The on-again, off-again issue of having Sun Microsystems Inc. participate in the Eclipse open source tools initiative may soon be on again.
Sun’s Jeff Jackson, vice-president of Java developer tools at the company, said during the 2004 JavaOne conference last week that he will be meeting with the new executive director of Eclipse, Mike Milkinkovich, to discuss issues related to Eclipse and Sun’s own open source tools platform, NetBeans.
Asked if the Sun-joining-Eclipse issue was dead, Jackson said, “No, I don’t think it’s dead. I think we’re open to all kinds of discussions.” Sun still might join Eclipse and merge NetBeans with Eclipse, he said. “There’s always room for discussion,” Jackson said during a session entitled, “Roundtable: Great Java Minds.”

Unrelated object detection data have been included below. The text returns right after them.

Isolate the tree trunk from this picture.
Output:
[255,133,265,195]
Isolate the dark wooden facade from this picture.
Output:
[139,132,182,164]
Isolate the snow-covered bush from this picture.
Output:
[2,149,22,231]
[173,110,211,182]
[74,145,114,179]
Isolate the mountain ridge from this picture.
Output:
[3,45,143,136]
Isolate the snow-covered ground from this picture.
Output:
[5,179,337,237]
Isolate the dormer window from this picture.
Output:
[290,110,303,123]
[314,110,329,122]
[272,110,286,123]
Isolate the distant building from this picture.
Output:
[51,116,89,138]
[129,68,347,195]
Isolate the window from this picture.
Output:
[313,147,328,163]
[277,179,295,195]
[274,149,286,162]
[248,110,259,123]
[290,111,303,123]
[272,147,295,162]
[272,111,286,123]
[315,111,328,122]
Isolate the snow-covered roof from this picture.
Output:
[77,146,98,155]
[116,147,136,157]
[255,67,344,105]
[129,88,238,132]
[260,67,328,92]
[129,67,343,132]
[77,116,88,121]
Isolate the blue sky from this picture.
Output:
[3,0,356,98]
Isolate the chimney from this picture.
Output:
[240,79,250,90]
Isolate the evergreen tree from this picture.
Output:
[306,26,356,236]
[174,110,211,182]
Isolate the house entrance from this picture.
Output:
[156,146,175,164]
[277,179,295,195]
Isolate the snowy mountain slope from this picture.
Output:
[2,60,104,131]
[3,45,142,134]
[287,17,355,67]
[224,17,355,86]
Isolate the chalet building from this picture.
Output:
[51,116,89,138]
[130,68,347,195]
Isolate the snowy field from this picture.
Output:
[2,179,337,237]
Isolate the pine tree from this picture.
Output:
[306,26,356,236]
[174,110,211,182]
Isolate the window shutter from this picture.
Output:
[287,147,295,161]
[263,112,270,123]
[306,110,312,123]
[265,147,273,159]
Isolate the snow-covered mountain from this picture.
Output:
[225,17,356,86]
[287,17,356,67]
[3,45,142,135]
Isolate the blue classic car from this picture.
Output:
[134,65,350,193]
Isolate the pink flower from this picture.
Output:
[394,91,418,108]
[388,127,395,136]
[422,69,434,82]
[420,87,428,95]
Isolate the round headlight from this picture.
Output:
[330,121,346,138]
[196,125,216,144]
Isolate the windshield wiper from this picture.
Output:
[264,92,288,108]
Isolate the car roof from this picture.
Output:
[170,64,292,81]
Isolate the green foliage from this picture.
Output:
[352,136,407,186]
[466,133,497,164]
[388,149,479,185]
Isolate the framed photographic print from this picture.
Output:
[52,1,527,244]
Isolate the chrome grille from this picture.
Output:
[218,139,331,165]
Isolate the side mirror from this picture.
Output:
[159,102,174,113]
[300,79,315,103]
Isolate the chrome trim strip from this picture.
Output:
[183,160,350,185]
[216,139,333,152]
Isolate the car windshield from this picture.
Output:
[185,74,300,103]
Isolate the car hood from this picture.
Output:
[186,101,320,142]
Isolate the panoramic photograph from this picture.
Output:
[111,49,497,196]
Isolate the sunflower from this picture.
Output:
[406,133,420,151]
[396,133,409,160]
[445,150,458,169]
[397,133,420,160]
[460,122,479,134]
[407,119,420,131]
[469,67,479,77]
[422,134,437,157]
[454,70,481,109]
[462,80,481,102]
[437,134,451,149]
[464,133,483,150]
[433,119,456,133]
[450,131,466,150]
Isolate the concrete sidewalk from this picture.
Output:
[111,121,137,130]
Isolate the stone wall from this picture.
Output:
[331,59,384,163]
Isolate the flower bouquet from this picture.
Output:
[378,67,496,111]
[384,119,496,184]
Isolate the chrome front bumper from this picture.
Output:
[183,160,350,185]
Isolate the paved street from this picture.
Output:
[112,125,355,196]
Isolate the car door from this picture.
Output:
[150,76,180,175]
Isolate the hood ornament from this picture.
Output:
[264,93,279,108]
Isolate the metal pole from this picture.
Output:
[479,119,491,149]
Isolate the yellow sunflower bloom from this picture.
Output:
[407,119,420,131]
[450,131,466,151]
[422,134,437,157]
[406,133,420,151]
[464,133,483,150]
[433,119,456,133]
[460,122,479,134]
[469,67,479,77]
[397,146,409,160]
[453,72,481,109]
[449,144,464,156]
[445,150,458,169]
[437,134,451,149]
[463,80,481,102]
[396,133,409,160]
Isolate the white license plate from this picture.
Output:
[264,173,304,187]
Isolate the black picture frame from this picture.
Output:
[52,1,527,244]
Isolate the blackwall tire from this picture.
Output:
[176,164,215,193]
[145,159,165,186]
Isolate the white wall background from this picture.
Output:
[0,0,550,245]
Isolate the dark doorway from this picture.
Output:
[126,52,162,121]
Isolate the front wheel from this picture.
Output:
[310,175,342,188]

While Eclipse also has some Microsoft-related technologies, its crown jewel is its Java IDE, which has been accepted throughout the industry. Sun had been in negotiations to join the IBM Corp.-spawned Eclipse initiative late last year but dropped out after a demand that Sun abandon NetBeans.
An analyst said Sun was being arrogant in not providing a plug-in to Eclipse.
“Almost every one of the important vendors with Java IDEs plug in to Eclipse,” said analyst Rikki Kirzner, research director at IDC.
“Sun talks about interoperability and open source and they’re not doing anything,” Kirzner said.
In the same session during which Jackson revealed the planned Eclipse meeting, Sun officials again urged Linux vendor Red Hat and Microsoft to participate with technology contributions to the Java Community process. Red Hat is in an odd position where it consumes free technologies but contributes back little, said James Gosling, Sun CTO for the Sun Java Development Platform and Tools team. Red Hat officials could not be reached for a response early on Wednesday afternoon.
Sun Chairman and CEO Scott McNealy on Tuesday invited Red Hat and Microsoft to participate in the JCP.
Also during the session, Sun’s Graham Hamilton, vice-president and fellow for the Sun Java platform team, expressed interest in having Macromedia Inc.’s Flash technology and Java work together. “I feel very benevolent toward Flash,” Hamilton said.